🤖 AI Summary
This work investigates the evolution of approximation error between finite-width and infinite-width single-hidden-layer neural networks under mean-field scaling, specifically for single-index model learning tasks with arbitrarily large information exponents. We propose a differential-equation-based tight bounding technique leveraging local Hessian structure, establishing— for the first time—global-in-time (i.e., beyond logarithmic time scales) control of training dynamics error. Crucially, we identify an intrinsic “self-alignment” property inherent to single-index models and prove that polynomial-width networks—not exponential-width—are sufficient to track the mean-field dynamics exactly throughout the entire training process. This result breaks the conventional mean-field theory assumption requiring exponentially large width, thereby providing the first polynomial-width-dependent, globally valid convergence guarantee for lightweight neural networks.
📝 Abstract
We study the approximation gap between the dynamics of a polynomial-width neural network and its infinite-width counterpart, both trained using projected gradient descent in the mean-field scaling regime. We demonstrate how to tightly bound this approximation gap through a differential equation governed by the mean-field dynamics. A key factor influencing the growth of this ODE is the local Hessian of each particle, defined as the derivative of the particle's velocity in the mean-field dynamics with respect to its position.
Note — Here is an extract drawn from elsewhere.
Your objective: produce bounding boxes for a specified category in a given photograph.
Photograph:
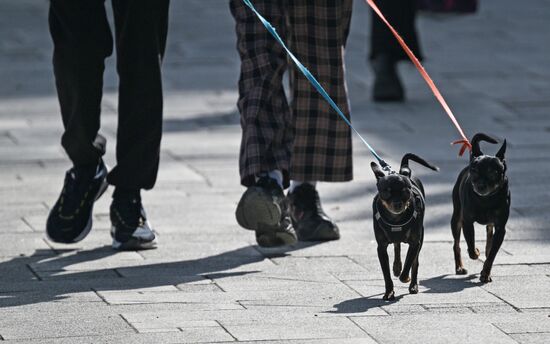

We apply our results to the canonical feature learning problem of estimating a well-specified single-index model; we permit the information exponent to be arbitrarily large, leading to convergence times that grow polynomially in the ambient dimension $d$. We show that, due to a certain ``self-concordance'' property in these problems -- where the local Hessian of a particle is bounded by a constant times the particle's velocity -- polynomially many neurons are sufficient to closely approximate the mean-field dynamics throughout training.